Egal ob mit Messi, Ronaldo oder einem anderen Schützen: Für Freistöße muss man in FIFA 18 erst ein Gefühl entwickeln © EA SPORTS

Ruhe bewahren, den richtigen Spieler schießen lassen - und alles mit der richtigen Dosierung: So bekommt man die perfekten Standards hin.

Maximilian Eichgrün

Jeder FIFA-Spieler kennt es: Man bekommt in einer Partie jede Menge Ecken und Freistöße und ärgert sich am Ende, weil man zu wenig daraus gemacht hat. Wie schießt man die Standards am besten?
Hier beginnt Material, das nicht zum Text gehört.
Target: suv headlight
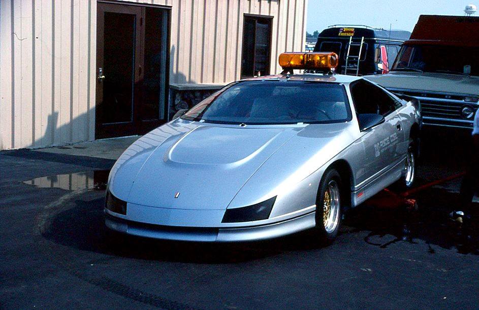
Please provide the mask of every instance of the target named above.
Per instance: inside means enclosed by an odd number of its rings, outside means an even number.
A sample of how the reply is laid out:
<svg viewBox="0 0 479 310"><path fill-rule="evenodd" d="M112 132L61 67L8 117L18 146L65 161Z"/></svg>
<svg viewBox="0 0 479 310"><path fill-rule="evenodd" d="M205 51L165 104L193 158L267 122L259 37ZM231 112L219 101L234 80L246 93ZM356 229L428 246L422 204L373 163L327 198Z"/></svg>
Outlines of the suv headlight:
<svg viewBox="0 0 479 310"><path fill-rule="evenodd" d="M226 209L221 223L239 223L266 220L269 218L276 199L276 196L275 196L256 204Z"/></svg>
<svg viewBox="0 0 479 310"><path fill-rule="evenodd" d="M466 119L471 119L474 117L474 109L470 107L466 106L462 108L461 111L461 114L462 117Z"/></svg>

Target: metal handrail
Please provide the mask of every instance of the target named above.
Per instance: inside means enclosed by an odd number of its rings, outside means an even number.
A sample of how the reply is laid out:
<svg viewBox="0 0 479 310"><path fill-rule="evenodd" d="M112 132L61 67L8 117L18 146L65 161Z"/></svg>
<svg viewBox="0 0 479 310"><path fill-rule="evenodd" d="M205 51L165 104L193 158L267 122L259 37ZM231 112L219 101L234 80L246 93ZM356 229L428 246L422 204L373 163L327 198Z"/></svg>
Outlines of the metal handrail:
<svg viewBox="0 0 479 310"><path fill-rule="evenodd" d="M370 27L369 26L366 26L366 25L353 25L353 24L339 24L338 25L331 25L331 26L328 26L328 28L333 28L334 27L363 27L367 29L374 29L375 30L382 30L385 31L384 28L381 27Z"/></svg>

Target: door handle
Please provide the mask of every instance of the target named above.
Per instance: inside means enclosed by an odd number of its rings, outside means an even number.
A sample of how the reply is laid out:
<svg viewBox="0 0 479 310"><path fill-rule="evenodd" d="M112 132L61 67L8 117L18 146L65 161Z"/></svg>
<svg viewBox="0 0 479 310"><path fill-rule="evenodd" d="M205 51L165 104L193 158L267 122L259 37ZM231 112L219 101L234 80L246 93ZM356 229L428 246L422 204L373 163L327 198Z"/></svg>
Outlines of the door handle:
<svg viewBox="0 0 479 310"><path fill-rule="evenodd" d="M103 68L98 68L98 76L97 77L99 81L103 81L105 79L103 75Z"/></svg>

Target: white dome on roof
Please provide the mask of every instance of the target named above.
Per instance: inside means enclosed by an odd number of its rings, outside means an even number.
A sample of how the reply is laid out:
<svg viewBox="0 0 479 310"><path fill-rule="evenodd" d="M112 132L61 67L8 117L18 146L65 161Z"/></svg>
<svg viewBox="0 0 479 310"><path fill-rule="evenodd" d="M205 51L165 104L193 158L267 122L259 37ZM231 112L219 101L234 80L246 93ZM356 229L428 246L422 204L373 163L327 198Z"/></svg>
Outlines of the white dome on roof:
<svg viewBox="0 0 479 310"><path fill-rule="evenodd" d="M464 12L468 15L473 14L477 11L477 7L473 4L467 5L464 9Z"/></svg>

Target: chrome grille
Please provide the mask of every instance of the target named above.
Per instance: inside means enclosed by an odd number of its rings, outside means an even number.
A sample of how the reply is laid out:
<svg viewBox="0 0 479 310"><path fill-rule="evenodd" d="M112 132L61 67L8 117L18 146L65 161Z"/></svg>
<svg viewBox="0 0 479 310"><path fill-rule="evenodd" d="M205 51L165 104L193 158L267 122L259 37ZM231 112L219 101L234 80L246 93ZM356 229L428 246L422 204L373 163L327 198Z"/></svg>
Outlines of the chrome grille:
<svg viewBox="0 0 479 310"><path fill-rule="evenodd" d="M464 119L461 112L464 104L420 100L423 116Z"/></svg>
<svg viewBox="0 0 479 310"><path fill-rule="evenodd" d="M479 107L477 102L468 102L465 100L466 97L476 98L477 96L397 88L389 88L389 90L419 100L424 124L471 128L472 120L463 117L462 109L465 107L469 107L475 113Z"/></svg>

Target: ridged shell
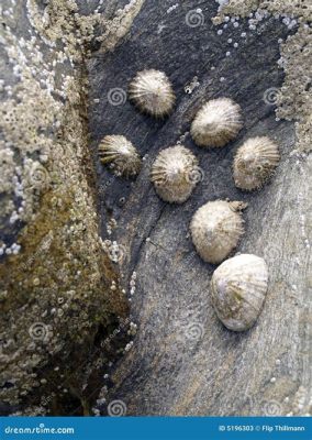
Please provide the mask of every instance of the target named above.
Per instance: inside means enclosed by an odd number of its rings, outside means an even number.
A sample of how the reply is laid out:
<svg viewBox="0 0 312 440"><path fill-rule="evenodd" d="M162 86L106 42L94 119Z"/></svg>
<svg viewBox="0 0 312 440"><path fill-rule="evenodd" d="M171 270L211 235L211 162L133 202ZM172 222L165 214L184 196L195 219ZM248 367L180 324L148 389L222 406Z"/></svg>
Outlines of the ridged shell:
<svg viewBox="0 0 312 440"><path fill-rule="evenodd" d="M237 246L244 233L241 209L245 204L225 200L209 201L191 220L192 242L203 261L220 263Z"/></svg>
<svg viewBox="0 0 312 440"><path fill-rule="evenodd" d="M151 180L158 196L169 202L182 204L200 180L197 157L185 146L163 150L152 166Z"/></svg>
<svg viewBox="0 0 312 440"><path fill-rule="evenodd" d="M264 258L252 254L226 260L214 271L212 304L227 329L244 331L256 322L266 298L268 277Z"/></svg>
<svg viewBox="0 0 312 440"><path fill-rule="evenodd" d="M111 164L118 176L136 176L140 173L142 161L135 146L122 135L103 138L99 145L99 156L102 164Z"/></svg>
<svg viewBox="0 0 312 440"><path fill-rule="evenodd" d="M234 158L233 175L237 188L260 188L272 175L280 160L278 146L269 138L248 139Z"/></svg>
<svg viewBox="0 0 312 440"><path fill-rule="evenodd" d="M138 72L130 84L129 96L142 111L155 118L168 114L176 101L166 74L154 69Z"/></svg>
<svg viewBox="0 0 312 440"><path fill-rule="evenodd" d="M197 113L191 135L200 146L224 146L243 127L241 107L230 98L208 101Z"/></svg>

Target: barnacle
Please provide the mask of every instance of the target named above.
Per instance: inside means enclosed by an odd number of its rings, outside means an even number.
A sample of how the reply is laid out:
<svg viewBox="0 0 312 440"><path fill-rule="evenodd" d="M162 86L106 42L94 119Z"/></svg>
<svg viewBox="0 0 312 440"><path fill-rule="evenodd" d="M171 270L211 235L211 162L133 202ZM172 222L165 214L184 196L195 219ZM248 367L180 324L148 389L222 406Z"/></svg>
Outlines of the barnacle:
<svg viewBox="0 0 312 440"><path fill-rule="evenodd" d="M99 145L99 156L102 164L111 164L118 176L136 176L142 161L133 144L122 135L105 136Z"/></svg>
<svg viewBox="0 0 312 440"><path fill-rule="evenodd" d="M191 220L192 242L208 263L220 263L244 233L239 210L246 205L226 200L209 201L197 210Z"/></svg>
<svg viewBox="0 0 312 440"><path fill-rule="evenodd" d="M234 331L249 329L257 320L268 289L264 258L242 254L226 260L213 273L211 298L218 317Z"/></svg>
<svg viewBox="0 0 312 440"><path fill-rule="evenodd" d="M202 170L197 157L188 148L176 145L158 154L151 179L163 200L182 204L202 179Z"/></svg>
<svg viewBox="0 0 312 440"><path fill-rule="evenodd" d="M224 146L243 127L241 107L230 98L208 101L197 113L191 135L200 146Z"/></svg>
<svg viewBox="0 0 312 440"><path fill-rule="evenodd" d="M130 84L129 96L142 111L155 118L168 114L176 101L168 77L154 69L138 72Z"/></svg>
<svg viewBox="0 0 312 440"><path fill-rule="evenodd" d="M260 188L272 175L280 160L278 146L269 138L248 139L237 151L233 174L237 188Z"/></svg>

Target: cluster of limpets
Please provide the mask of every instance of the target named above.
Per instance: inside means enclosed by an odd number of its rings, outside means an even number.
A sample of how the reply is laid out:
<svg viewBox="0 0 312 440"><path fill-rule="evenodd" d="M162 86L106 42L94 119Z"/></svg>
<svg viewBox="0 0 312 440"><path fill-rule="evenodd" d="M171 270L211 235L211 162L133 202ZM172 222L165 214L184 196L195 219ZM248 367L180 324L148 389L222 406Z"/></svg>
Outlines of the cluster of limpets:
<svg viewBox="0 0 312 440"><path fill-rule="evenodd" d="M137 73L129 87L130 100L154 118L168 116L176 102L169 78L159 70ZM190 133L201 147L223 147L236 139L244 125L241 107L230 98L205 102L192 121ZM142 160L135 146L123 135L108 135L99 145L103 164L118 176L136 176ZM235 186L252 191L261 188L272 176L280 160L278 145L267 136L252 138L238 147L233 162ZM183 145L169 146L158 154L151 170L157 195L170 204L182 204L202 174L196 155ZM190 232L201 258L222 263L211 279L211 298L225 327L234 331L249 329L257 320L268 289L268 268L256 255L236 255L224 261L244 234L242 201L208 201L193 215Z"/></svg>

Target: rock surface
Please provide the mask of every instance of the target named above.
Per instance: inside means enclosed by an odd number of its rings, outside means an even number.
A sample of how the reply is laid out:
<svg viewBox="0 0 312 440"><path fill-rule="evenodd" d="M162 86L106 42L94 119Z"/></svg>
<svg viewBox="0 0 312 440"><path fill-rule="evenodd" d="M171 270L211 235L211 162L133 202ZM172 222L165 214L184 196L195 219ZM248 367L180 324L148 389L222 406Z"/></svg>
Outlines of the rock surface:
<svg viewBox="0 0 312 440"><path fill-rule="evenodd" d="M223 29L211 22L214 2L172 4L146 0L129 37L88 62L102 231L109 219L116 221L124 286L137 275L131 315L138 333L114 371L108 402L122 400L127 415L299 414L309 405L311 384L311 157L291 153L294 125L276 120L267 98L283 81L278 40L293 31L269 19L260 32L247 20ZM144 68L164 70L172 81L177 107L170 118L155 121L125 99L129 81ZM109 98L113 89L119 101ZM189 135L196 112L223 96L242 107L244 129L224 148L197 147ZM100 165L97 146L107 134L125 135L144 156L136 180L116 178ZM282 158L267 186L246 194L235 188L231 165L237 147L257 135L277 141ZM156 196L149 169L161 148L179 141L199 157L202 182L186 204L175 206ZM215 266L201 261L189 234L198 207L225 198L248 202L237 252L263 256L270 271L264 310L241 334L218 320L209 292Z"/></svg>

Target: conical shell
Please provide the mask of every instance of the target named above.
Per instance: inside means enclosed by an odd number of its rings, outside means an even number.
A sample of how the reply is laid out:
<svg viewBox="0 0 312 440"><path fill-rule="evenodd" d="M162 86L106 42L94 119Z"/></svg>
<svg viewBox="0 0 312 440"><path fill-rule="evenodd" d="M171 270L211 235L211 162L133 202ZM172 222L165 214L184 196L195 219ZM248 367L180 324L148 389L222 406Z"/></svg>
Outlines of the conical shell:
<svg viewBox="0 0 312 440"><path fill-rule="evenodd" d="M199 146L224 146L243 127L241 107L230 98L208 101L197 113L191 135Z"/></svg>
<svg viewBox="0 0 312 440"><path fill-rule="evenodd" d="M214 271L212 304L227 329L244 331L256 322L266 298L268 277L264 258L252 254L226 260Z"/></svg>
<svg viewBox="0 0 312 440"><path fill-rule="evenodd" d="M102 164L111 164L118 176L136 176L140 173L142 161L135 146L122 135L103 138L99 145L99 156Z"/></svg>
<svg viewBox="0 0 312 440"><path fill-rule="evenodd" d="M163 150L151 172L151 180L158 196L165 201L177 204L190 197L200 177L197 157L182 145Z"/></svg>
<svg viewBox="0 0 312 440"><path fill-rule="evenodd" d="M203 261L220 263L237 246L244 233L239 209L245 207L241 202L215 200L197 210L190 230L192 242Z"/></svg>
<svg viewBox="0 0 312 440"><path fill-rule="evenodd" d="M168 77L154 69L138 72L130 84L129 96L143 112L155 118L168 114L176 101Z"/></svg>
<svg viewBox="0 0 312 440"><path fill-rule="evenodd" d="M233 175L237 188L260 188L272 175L280 160L278 146L269 138L248 139L234 158Z"/></svg>

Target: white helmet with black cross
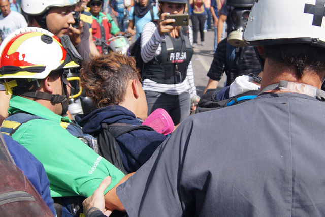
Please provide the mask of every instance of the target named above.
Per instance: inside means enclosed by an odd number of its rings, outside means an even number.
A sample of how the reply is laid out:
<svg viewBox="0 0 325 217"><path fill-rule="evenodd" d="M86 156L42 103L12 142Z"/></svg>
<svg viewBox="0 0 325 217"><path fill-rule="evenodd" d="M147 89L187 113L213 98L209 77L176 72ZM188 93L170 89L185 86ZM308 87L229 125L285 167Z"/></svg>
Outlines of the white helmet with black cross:
<svg viewBox="0 0 325 217"><path fill-rule="evenodd" d="M252 46L309 43L325 47L325 0L256 0L243 38Z"/></svg>

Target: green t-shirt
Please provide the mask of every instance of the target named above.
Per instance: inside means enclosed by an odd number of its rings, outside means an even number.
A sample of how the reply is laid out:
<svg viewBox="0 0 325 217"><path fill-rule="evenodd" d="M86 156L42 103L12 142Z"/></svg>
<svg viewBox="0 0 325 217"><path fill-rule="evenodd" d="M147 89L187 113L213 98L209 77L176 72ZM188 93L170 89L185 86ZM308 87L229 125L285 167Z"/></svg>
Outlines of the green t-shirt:
<svg viewBox="0 0 325 217"><path fill-rule="evenodd" d="M92 15L92 18L94 20L96 20L97 22L99 24L102 24L102 20L103 19L103 17L107 17L107 19L108 21L111 21L111 23L112 24L112 29L111 29L111 34L112 35L115 35L116 33L119 31L120 31L119 28L116 25L112 17L109 14L105 14L104 13L100 12L99 14L99 18L98 18L95 16Z"/></svg>
<svg viewBox="0 0 325 217"><path fill-rule="evenodd" d="M10 114L24 112L46 119L34 119L21 125L12 138L43 163L52 197L89 197L109 175L112 182L106 193L124 176L61 127L62 116L36 102L17 96L12 96L9 106Z"/></svg>

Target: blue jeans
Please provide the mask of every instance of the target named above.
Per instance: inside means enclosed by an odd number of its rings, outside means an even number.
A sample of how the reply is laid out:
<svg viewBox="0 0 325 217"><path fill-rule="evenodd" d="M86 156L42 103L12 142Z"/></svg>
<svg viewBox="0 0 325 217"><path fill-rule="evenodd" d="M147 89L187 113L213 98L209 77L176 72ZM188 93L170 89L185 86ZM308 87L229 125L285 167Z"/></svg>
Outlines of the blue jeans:
<svg viewBox="0 0 325 217"><path fill-rule="evenodd" d="M210 10L210 8L206 8L205 11L207 12L207 19L204 23L204 30L211 29L212 28L211 27L211 18L212 18L211 11Z"/></svg>
<svg viewBox="0 0 325 217"><path fill-rule="evenodd" d="M188 92L172 95L153 91L145 91L148 115L158 108L166 110L175 125L180 123L189 115L191 100Z"/></svg>
<svg viewBox="0 0 325 217"><path fill-rule="evenodd" d="M204 41L204 23L206 20L205 14L198 15L192 14L191 20L193 25L193 43L198 43L198 32L200 30L201 42Z"/></svg>
<svg viewBox="0 0 325 217"><path fill-rule="evenodd" d="M227 28L227 24L225 22L224 22L224 24L223 24L223 29L222 30L222 35L221 36L221 40L224 38L224 36L225 35L225 29ZM215 52L215 50L217 49L217 47L218 46L218 34L217 33L217 30L218 30L217 26L214 26L214 51L213 51L213 53Z"/></svg>
<svg viewBox="0 0 325 217"><path fill-rule="evenodd" d="M122 16L121 14L119 13L118 16L116 17L116 19L117 20L117 25L120 30L121 32L126 32L127 27L128 26L127 14L124 14Z"/></svg>

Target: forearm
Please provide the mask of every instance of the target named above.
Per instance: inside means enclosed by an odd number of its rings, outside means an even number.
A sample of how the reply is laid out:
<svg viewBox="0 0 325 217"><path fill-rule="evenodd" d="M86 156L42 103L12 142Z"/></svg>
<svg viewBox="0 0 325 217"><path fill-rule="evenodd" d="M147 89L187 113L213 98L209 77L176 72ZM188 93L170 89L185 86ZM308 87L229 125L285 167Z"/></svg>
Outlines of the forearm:
<svg viewBox="0 0 325 217"><path fill-rule="evenodd" d="M123 204L122 204L122 203L116 194L116 188L127 180L134 173L132 173L126 175L115 186L105 194L104 198L105 199L105 206L106 207L112 210L116 210L121 212L126 212Z"/></svg>
<svg viewBox="0 0 325 217"><path fill-rule="evenodd" d="M220 14L218 20L218 28L217 29L217 35L218 36L218 43L221 40L222 37L222 32L223 31L223 25L227 17L223 14Z"/></svg>
<svg viewBox="0 0 325 217"><path fill-rule="evenodd" d="M208 81L208 85L204 90L203 94L205 94L207 90L209 89L216 89L216 88L218 87L218 84L219 84L218 81L215 81L214 80L209 78L209 81Z"/></svg>

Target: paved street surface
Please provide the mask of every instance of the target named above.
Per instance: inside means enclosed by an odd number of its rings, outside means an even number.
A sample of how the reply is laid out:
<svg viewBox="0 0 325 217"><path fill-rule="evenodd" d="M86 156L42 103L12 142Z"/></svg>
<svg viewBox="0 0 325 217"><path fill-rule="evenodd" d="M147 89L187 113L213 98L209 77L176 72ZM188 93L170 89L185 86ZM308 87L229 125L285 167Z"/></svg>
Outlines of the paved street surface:
<svg viewBox="0 0 325 217"><path fill-rule="evenodd" d="M110 15L117 24L116 17L112 14ZM190 20L190 25L192 27ZM200 97L202 96L207 85L209 78L207 73L210 69L210 66L213 59L213 49L214 40L214 27L212 24L212 29L205 32L205 45L201 45L201 38L200 32L198 33L198 47L194 48L194 55L192 57L192 64L194 70L194 78L195 85L197 88L197 93ZM193 29L193 28L192 28ZM134 41L133 38L132 41ZM225 74L222 76L219 82L218 88L221 89L224 86L226 80Z"/></svg>

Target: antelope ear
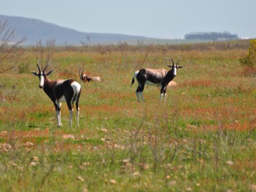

Freistöße: Kreative Varianten können Erfolg bringen

Bei Freistößen aus aussichtsreicher Position empfiehlt sich meist eine direkte Ausführung. Dabei muss der Spieler sich bis zu einem gewissen Grad auf sein Gefühl verlassen und sich an den Schützen gewöhnen. Jeder Spieler schießt ein bisschen anders und je nachdem, wer der Freistoßschütze ist, muss auch die Dosierung gewählt und gezielt werden.

Die wichtigsten Werte dabei sind Schusskraft, Freistoß-Präzision und Effet. Hertha-Profi STYLO erklärt in seinem Video zum Beispiel drei direkte Freistoß-Varianten.

Wer den Freistoß direkt nicht gut hinbekommt, kann sich mit den Tasten L2 und R1 (PlayStation) oder LT und RB (Xbox) einen oder zwei weitere Spieler dazuholen und eine Freistoßvariante probieren. Zum Beispiel könnte ein Spieler den Ball für seinen Teamkollegen ein kurzes Stück nach vorne passen oder den Ball auf die andere Seite des Strafraums spielen, wo mit etwas Glück schon ein anderer Angreifer wartet.

Ansonsten gibt es natürlich die Möglichkeit, aus guter Position eine Flanke zu schlagen.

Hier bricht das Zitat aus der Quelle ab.